After leaving the Nuts in 1985, Brian formed a new Ceilidh band called Nightwatch with his wife Alison, Ruth and Keith Whiddon and David Good. The band released an EP and a CD during its 15 years of existence as well as playing for dances at festivals, public dances and private functions around the South-east of England. As well playing with Nightwatch, he has played variously with Innocent Bystander (R'n'B), The Open Road (folk), TimeWarp (70s rock), Double Vision (folk/funk ceilidh), Carry the Can (Folk/Rock) and ad-hoc folk and ceilidh ensembles. He even played in a Jazz Big Band for a season and was musical director for an open air production of A Mid-summer Nights Dream at the Queen Mother Theatre in Hitchin as well as co-writing Thinking about our lives... with poet Bob Harding-Jones and singer/songwriter Simon Smith.
Other past projects have included his celtic rock band enQ, an Australiana project with Brisbane singer Toni Wood called WoodworX as well as a sequel to "Thinking about our lives..." called "Thinking about our world..." with Bob Harding-Jones which mixed music and spoken word. For several years Brian also played bass with The Quirky which released one album - "Fresh Lies".

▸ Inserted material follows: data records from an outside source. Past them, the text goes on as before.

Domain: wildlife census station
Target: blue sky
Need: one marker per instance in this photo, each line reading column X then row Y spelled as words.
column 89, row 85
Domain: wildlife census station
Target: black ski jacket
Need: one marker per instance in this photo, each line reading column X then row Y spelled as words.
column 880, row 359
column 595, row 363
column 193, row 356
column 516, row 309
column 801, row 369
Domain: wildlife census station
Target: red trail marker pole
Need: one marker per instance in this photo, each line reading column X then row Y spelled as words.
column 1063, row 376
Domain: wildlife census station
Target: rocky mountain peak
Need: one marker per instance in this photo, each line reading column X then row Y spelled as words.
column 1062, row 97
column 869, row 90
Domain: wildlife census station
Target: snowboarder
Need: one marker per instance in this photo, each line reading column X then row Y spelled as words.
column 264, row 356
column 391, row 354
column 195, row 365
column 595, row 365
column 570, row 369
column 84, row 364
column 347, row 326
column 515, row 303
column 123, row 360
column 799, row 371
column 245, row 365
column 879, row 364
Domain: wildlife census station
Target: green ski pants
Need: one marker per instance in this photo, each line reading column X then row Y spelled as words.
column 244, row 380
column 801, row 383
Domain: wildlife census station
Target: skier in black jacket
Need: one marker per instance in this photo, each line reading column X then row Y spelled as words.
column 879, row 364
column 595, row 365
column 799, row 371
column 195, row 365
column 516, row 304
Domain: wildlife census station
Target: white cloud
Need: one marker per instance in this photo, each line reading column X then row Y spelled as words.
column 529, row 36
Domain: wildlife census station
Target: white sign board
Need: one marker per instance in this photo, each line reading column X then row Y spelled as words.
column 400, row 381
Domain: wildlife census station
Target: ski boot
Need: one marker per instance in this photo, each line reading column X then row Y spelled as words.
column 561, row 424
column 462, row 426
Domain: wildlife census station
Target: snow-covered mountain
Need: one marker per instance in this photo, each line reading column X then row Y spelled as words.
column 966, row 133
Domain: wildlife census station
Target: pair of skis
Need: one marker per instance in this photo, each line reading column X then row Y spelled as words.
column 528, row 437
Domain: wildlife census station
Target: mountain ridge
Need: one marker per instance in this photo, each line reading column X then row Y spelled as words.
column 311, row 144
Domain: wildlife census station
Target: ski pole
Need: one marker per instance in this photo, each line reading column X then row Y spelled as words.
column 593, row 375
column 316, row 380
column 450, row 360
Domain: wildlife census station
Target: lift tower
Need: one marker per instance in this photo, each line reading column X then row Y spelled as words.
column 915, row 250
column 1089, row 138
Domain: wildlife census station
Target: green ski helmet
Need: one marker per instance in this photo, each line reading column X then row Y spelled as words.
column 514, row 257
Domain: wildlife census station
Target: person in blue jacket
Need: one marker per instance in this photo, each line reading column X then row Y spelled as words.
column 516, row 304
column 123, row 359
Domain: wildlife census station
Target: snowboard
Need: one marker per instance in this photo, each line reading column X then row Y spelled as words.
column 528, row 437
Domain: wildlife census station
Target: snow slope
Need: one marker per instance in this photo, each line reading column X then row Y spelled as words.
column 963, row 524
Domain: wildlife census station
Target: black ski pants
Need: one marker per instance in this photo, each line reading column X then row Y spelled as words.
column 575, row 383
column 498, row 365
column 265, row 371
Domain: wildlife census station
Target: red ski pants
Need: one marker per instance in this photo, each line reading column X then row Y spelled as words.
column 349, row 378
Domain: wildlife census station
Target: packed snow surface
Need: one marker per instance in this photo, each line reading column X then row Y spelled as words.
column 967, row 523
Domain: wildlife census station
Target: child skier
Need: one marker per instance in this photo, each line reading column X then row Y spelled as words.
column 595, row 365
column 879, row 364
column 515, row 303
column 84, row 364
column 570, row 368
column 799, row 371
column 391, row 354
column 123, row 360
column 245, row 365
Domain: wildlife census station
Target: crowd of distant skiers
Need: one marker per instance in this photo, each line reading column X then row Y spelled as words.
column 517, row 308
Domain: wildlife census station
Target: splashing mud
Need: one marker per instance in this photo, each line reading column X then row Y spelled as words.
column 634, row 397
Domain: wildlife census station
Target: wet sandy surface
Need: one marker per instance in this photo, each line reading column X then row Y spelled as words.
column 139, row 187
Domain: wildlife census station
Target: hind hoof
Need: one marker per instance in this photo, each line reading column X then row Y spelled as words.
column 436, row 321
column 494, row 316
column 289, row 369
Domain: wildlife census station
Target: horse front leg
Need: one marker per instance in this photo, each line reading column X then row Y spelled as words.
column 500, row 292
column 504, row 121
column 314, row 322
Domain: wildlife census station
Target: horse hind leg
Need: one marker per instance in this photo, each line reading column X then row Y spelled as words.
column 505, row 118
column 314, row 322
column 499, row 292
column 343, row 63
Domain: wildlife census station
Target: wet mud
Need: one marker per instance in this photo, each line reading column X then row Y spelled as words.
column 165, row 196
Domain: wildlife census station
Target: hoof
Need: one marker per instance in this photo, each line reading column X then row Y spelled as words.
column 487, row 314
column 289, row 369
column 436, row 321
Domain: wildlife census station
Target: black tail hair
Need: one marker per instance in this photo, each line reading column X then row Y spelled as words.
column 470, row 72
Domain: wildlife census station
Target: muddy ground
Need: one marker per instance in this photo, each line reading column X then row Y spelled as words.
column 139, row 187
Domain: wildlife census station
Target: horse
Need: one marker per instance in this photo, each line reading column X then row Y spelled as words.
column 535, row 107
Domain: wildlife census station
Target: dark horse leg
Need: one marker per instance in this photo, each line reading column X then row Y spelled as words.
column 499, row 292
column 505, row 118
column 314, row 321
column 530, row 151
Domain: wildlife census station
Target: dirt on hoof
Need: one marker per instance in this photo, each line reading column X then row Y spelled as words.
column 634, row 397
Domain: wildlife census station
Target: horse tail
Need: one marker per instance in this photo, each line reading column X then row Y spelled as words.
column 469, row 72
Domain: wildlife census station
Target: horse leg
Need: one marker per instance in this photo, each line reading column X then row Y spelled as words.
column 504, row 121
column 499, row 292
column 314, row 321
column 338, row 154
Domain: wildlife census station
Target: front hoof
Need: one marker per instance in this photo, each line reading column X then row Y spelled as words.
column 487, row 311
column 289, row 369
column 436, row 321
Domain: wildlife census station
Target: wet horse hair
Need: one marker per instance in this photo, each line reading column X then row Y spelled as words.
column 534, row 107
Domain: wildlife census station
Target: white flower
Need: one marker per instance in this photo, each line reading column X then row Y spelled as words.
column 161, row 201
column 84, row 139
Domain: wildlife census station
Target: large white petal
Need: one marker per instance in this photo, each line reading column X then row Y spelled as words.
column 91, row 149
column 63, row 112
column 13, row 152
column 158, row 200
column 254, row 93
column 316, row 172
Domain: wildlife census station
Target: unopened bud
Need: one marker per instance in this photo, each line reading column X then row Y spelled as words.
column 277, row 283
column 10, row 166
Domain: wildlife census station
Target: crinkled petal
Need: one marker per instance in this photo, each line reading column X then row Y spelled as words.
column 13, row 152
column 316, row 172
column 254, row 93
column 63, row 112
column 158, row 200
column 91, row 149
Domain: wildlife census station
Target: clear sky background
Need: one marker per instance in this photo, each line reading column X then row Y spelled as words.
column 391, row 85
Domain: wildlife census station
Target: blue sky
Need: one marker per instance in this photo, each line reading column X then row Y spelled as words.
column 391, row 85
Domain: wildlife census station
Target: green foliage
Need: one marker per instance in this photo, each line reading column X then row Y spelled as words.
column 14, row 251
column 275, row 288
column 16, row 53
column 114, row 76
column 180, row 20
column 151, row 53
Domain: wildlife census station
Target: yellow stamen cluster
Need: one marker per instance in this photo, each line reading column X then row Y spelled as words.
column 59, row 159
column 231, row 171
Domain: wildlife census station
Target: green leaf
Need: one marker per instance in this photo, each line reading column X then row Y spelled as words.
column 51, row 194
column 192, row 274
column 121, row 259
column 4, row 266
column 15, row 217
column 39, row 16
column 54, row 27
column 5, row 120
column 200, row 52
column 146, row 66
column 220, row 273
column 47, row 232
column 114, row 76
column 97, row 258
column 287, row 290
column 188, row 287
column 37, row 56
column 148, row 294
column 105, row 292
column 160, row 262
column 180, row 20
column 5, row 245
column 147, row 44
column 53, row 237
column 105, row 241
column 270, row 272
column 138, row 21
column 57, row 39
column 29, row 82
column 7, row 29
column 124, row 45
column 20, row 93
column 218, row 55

Since 2009 Brian has been collaborating with the amazingly talented singer / actress Dawn Moore as Heywood & Moore. They are now working with Thoroughbred Music on single releases and are due to release a full length album Goodbye Yesterday in September 2017.
Other current projects include a country rock outfit called the Hoedown Band as well as a bush/barn dance band going under the title of the Bluetongue Dance Band. Brian also performs his original music in the UK and Australia with his band Heroes.
http://www.musicsupportedhere.com "Brian's work with The Cluster of Nuts Band, Nightwatch and MoonDance has helped bring social set dance back into its proper social context without making any artistic compromises. The essence of the e-ceilidh movement is to make social dance both accessable and engaging, as appropriate to a festival audience as to a social gathering as a wedding or party." - Roger Watson (Director of TAPS).
Live performance is the 'real deal' for me and the recording is primarily a way of moving on to new material.
Prog rock like Yes, Pink Floyd and Gentle Giant, folk rock and roots music ranging from Ry Cooder to Steeleye Span, Jazz rock from Weather Report to Steely Dan.
My main squeeze is a PRS CE 24 through a Mesa Boogie Reverb Rocket and analogue Boss pedals and various acoustics.